If refs/foo doesn’t exist, this command will create it with the contents of 
origin’s master. If refs/foo does exist, it will be pruned immediately. If the 
`git fetch` doesn’t actually fetch anything (because the commits exist locally) 
then it will exit with success, despite the ref not existing locally. If it 
does fetch commits, it will fail with a “cannot lock ref” error.

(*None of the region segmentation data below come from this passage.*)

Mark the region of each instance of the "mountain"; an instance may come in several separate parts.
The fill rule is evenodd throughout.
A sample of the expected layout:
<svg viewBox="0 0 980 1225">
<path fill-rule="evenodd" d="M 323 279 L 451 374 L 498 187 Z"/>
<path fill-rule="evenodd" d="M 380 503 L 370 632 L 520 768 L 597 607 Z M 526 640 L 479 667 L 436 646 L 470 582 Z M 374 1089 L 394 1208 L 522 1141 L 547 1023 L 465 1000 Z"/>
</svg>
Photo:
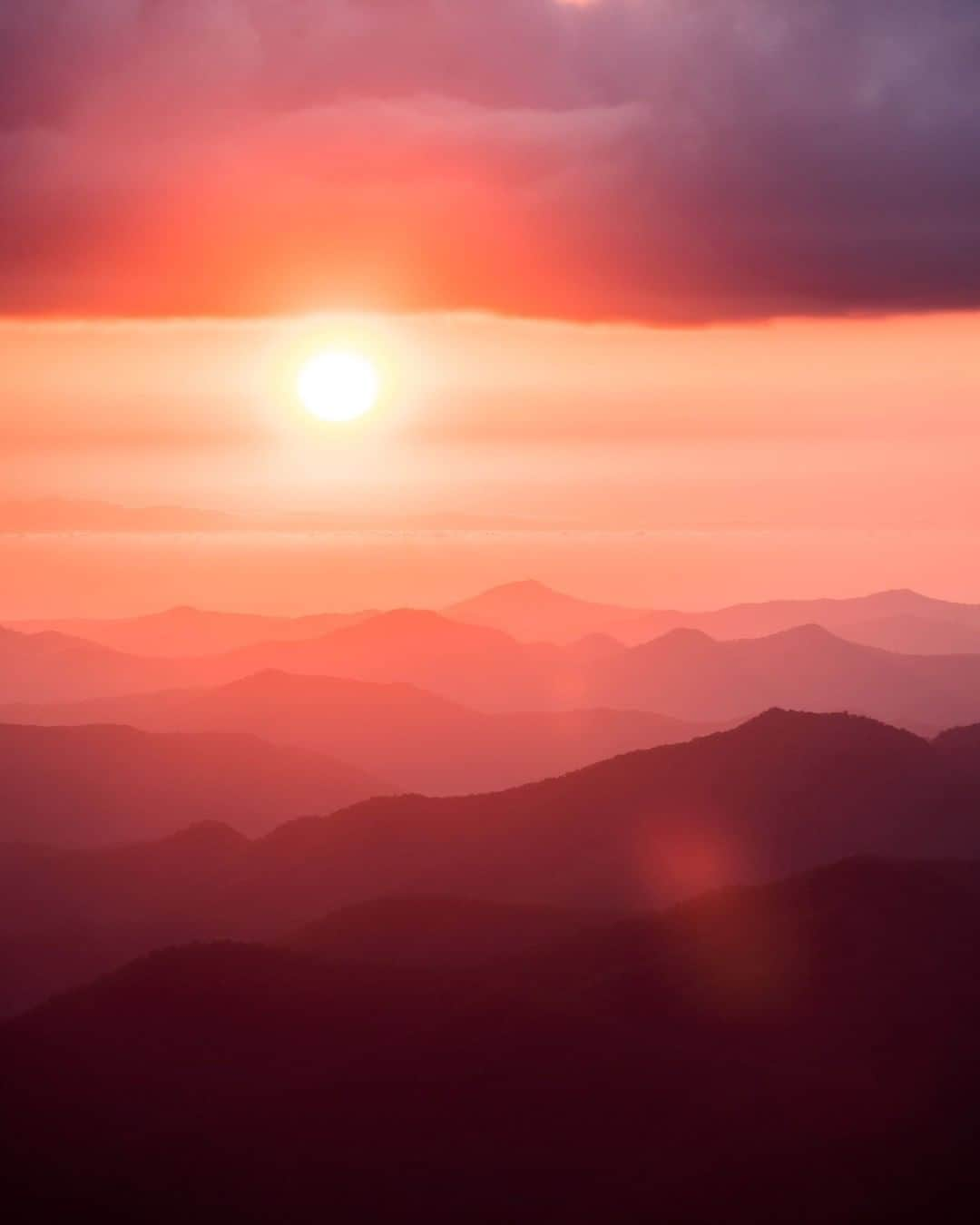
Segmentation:
<svg viewBox="0 0 980 1225">
<path fill-rule="evenodd" d="M 782 633 L 801 625 L 820 625 L 843 631 L 865 622 L 915 617 L 965 628 L 980 630 L 980 604 L 957 604 L 937 600 L 919 592 L 891 590 L 859 595 L 853 599 L 766 600 L 756 604 L 733 604 L 709 612 L 677 610 L 650 611 L 630 624 L 619 624 L 609 633 L 621 642 L 636 646 L 670 630 L 701 630 L 713 638 L 761 638 Z M 846 633 L 843 635 L 848 637 Z M 871 643 L 887 646 L 887 643 Z M 932 653 L 932 649 L 925 653 Z"/>
<path fill-rule="evenodd" d="M 262 643 L 214 658 L 212 682 L 279 670 L 364 681 L 404 681 L 480 709 L 549 709 L 578 663 L 554 646 L 524 646 L 499 630 L 437 612 L 397 609 L 309 642 Z"/>
<path fill-rule="evenodd" d="M 189 822 L 265 833 L 391 786 L 321 753 L 255 736 L 0 724 L 0 842 L 107 845 Z"/>
<path fill-rule="evenodd" d="M 960 625 L 905 612 L 843 625 L 837 632 L 849 642 L 907 655 L 980 654 L 980 620 L 976 625 Z"/>
<path fill-rule="evenodd" d="M 980 633 L 980 604 L 957 604 L 911 590 L 876 592 L 851 599 L 766 600 L 733 604 L 710 611 L 630 609 L 582 600 L 543 583 L 505 583 L 480 595 L 450 605 L 446 616 L 502 630 L 522 642 L 570 643 L 587 635 L 608 635 L 626 646 L 638 646 L 671 630 L 701 630 L 713 638 L 761 638 L 800 625 L 820 625 L 851 637 L 845 628 L 867 625 L 869 637 L 855 641 L 913 654 L 960 654 L 976 649 L 969 631 Z M 902 625 L 927 621 L 931 628 Z M 889 628 L 888 622 L 897 624 Z M 873 637 L 882 622 L 881 638 Z M 941 628 L 941 627 L 944 627 Z M 959 631 L 956 632 L 953 627 Z M 894 644 L 889 642 L 889 636 Z M 918 636 L 918 644 L 913 646 Z"/>
<path fill-rule="evenodd" d="M 559 643 L 595 633 L 615 636 L 619 622 L 641 615 L 638 609 L 565 595 L 534 579 L 492 587 L 442 611 L 454 621 L 502 630 L 519 642 Z"/>
<path fill-rule="evenodd" d="M 734 719 L 786 706 L 942 728 L 980 718 L 980 655 L 900 655 L 817 625 L 730 642 L 674 630 L 601 660 L 588 695 L 593 706 L 680 719 Z"/>
<path fill-rule="evenodd" d="M 552 907 L 448 897 L 381 898 L 343 907 L 278 943 L 321 960 L 435 969 L 540 952 L 568 943 L 600 921 L 592 911 Z"/>
<path fill-rule="evenodd" d="M 11 621 L 20 633 L 62 633 L 134 655 L 179 658 L 236 650 L 256 642 L 317 638 L 375 616 L 368 612 L 322 612 L 314 616 L 260 616 L 174 608 L 146 616 L 111 620 Z"/>
<path fill-rule="evenodd" d="M 619 648 L 617 648 L 619 649 Z M 11 723 L 245 731 L 429 794 L 499 790 L 714 730 L 646 710 L 486 714 L 413 685 L 260 673 L 206 690 L 0 707 Z"/>
<path fill-rule="evenodd" d="M 62 633 L 0 628 L 4 702 L 71 702 L 173 682 L 165 660 L 140 659 Z"/>
<path fill-rule="evenodd" d="M 162 931 L 266 940 L 382 897 L 608 914 L 848 855 L 978 855 L 979 811 L 976 755 L 869 719 L 773 710 L 508 791 L 381 796 L 251 842 L 211 831 L 217 875 L 174 867 L 172 842 L 162 858 L 154 843 L 6 848 L 0 930 L 15 967 L 43 948 L 50 993 L 78 981 L 80 944 L 98 953 L 96 973 L 121 960 L 114 941 L 132 956 Z"/>
<path fill-rule="evenodd" d="M 154 953 L 0 1028 L 5 1204 L 970 1221 L 979 877 L 853 860 L 456 969 Z"/>
</svg>

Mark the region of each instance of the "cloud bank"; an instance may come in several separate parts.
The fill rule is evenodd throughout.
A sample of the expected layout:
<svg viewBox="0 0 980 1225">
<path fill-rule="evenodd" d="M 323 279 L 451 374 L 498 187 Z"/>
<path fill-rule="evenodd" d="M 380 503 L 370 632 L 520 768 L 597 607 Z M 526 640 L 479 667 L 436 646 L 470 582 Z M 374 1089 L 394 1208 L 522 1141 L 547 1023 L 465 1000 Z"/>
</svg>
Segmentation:
<svg viewBox="0 0 980 1225">
<path fill-rule="evenodd" d="M 0 0 L 0 311 L 980 305 L 975 0 Z"/>
</svg>

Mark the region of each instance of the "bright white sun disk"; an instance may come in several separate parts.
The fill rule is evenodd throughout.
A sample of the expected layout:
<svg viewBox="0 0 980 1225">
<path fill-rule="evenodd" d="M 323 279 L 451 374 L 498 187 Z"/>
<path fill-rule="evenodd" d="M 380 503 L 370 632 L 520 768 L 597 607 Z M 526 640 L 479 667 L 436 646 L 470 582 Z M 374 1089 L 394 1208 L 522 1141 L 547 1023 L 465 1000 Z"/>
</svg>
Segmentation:
<svg viewBox="0 0 980 1225">
<path fill-rule="evenodd" d="M 377 403 L 381 380 L 360 353 L 332 349 L 303 366 L 296 391 L 306 409 L 323 421 L 353 421 Z"/>
</svg>

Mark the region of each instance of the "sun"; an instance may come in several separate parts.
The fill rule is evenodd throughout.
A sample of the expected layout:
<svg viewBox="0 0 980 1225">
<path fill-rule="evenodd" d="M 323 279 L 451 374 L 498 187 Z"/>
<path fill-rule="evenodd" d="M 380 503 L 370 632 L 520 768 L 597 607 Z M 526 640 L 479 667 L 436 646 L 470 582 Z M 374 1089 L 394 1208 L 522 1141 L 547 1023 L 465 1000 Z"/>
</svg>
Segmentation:
<svg viewBox="0 0 980 1225">
<path fill-rule="evenodd" d="M 322 421 L 353 421 L 377 403 L 381 377 L 363 353 L 325 349 L 300 368 L 296 392 Z"/>
</svg>

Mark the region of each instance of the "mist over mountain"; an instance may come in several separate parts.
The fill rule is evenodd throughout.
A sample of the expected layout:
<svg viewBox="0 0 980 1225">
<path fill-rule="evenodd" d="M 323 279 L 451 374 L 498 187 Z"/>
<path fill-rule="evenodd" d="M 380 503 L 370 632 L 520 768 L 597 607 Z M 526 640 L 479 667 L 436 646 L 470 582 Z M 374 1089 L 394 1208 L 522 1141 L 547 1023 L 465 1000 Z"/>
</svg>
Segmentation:
<svg viewBox="0 0 980 1225">
<path fill-rule="evenodd" d="M 608 914 L 845 855 L 980 855 L 978 761 L 867 719 L 771 712 L 508 791 L 379 796 L 255 840 L 205 824 L 118 849 L 9 846 L 7 959 L 31 964 L 38 993 L 11 986 L 6 1007 L 174 938 L 266 940 L 386 895 Z"/>
<path fill-rule="evenodd" d="M 671 630 L 701 630 L 713 638 L 760 638 L 800 625 L 821 625 L 867 646 L 910 654 L 976 649 L 980 605 L 933 599 L 911 590 L 849 599 L 763 600 L 710 611 L 639 610 L 599 604 L 543 583 L 505 583 L 445 609 L 447 616 L 502 630 L 526 642 L 571 642 L 603 633 L 638 646 Z"/>
<path fill-rule="evenodd" d="M 7 627 L 21 633 L 62 633 L 97 642 L 134 655 L 180 658 L 209 655 L 263 641 L 317 638 L 356 625 L 366 612 L 318 612 L 311 616 L 261 616 L 255 612 L 213 612 L 190 606 L 167 609 L 143 616 L 98 620 L 76 617 L 54 621 L 11 621 Z"/>
<path fill-rule="evenodd" d="M 0 843 L 94 846 L 228 821 L 266 833 L 392 785 L 323 753 L 230 733 L 0 724 Z"/>
<path fill-rule="evenodd" d="M 413 685 L 258 673 L 214 688 L 0 707 L 13 723 L 121 723 L 151 731 L 247 731 L 331 753 L 403 789 L 499 790 L 714 730 L 647 710 L 488 714 Z"/>
<path fill-rule="evenodd" d="M 975 865 L 851 860 L 454 970 L 154 953 L 0 1028 L 7 1203 L 967 1221 L 978 938 Z"/>
</svg>

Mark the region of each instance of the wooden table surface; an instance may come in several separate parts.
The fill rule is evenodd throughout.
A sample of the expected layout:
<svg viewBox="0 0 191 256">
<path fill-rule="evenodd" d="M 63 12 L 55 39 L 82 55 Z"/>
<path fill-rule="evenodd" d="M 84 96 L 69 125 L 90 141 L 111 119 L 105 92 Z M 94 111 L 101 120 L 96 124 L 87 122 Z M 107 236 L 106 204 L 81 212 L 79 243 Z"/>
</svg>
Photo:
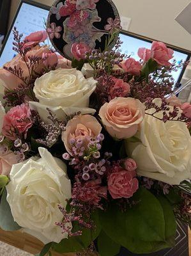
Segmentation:
<svg viewBox="0 0 191 256">
<path fill-rule="evenodd" d="M 6 232 L 0 228 L 0 241 L 6 243 L 31 254 L 36 254 L 43 244 L 39 240 L 20 231 Z M 54 256 L 75 256 L 75 253 L 52 253 Z M 191 256 L 191 232 L 189 231 L 189 255 Z"/>
</svg>

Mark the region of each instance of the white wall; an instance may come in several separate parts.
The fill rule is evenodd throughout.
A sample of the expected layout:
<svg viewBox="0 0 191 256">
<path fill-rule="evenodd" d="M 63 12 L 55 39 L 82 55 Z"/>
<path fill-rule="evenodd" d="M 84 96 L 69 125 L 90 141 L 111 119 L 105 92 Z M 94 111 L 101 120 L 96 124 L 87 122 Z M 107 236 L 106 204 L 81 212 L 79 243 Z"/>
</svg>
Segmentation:
<svg viewBox="0 0 191 256">
<path fill-rule="evenodd" d="M 51 5 L 53 0 L 36 0 Z M 102 1 L 102 0 L 100 0 Z M 129 31 L 191 51 L 191 35 L 174 20 L 190 0 L 113 0 L 121 16 L 132 18 Z M 11 18 L 19 0 L 13 0 Z M 190 13 L 191 15 L 191 13 Z"/>
</svg>

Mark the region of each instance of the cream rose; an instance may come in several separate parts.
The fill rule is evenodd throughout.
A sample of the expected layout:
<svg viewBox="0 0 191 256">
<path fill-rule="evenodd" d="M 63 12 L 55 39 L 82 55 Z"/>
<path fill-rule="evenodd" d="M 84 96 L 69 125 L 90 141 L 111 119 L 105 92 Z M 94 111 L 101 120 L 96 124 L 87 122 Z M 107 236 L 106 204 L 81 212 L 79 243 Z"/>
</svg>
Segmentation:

Here’s the flow for fetching twice:

> git fetch --prune origin master:refs/foo
>From <url>
 * [new branch]            master     -> refs/foo
> git fetch --prune origin master:refs/foo
>From <url>
 - [deleted]               (none)     -> refs/foo
> git rev-parse --verify refs/foo
fatal: Needed a single revision

And here’s what I get if the ref already exists and the fetch actually 
downloads commits (in this case I’m using --force but that’s not necessary for 
the bug):

> git fetch --prune --force origin pull/7267/head:refs/foo
>From <url>
 - [deleted]               (none)     -> refs/foo
error: cannot lock ref 'refs/foo': unable to resolve reference 'refs/foo'
 ! e090924c71...ca5f06da05 refs/pull/7267/head -> refs/foo  (unable to update 
local ref)

This was reproduced using git version 2.22.0.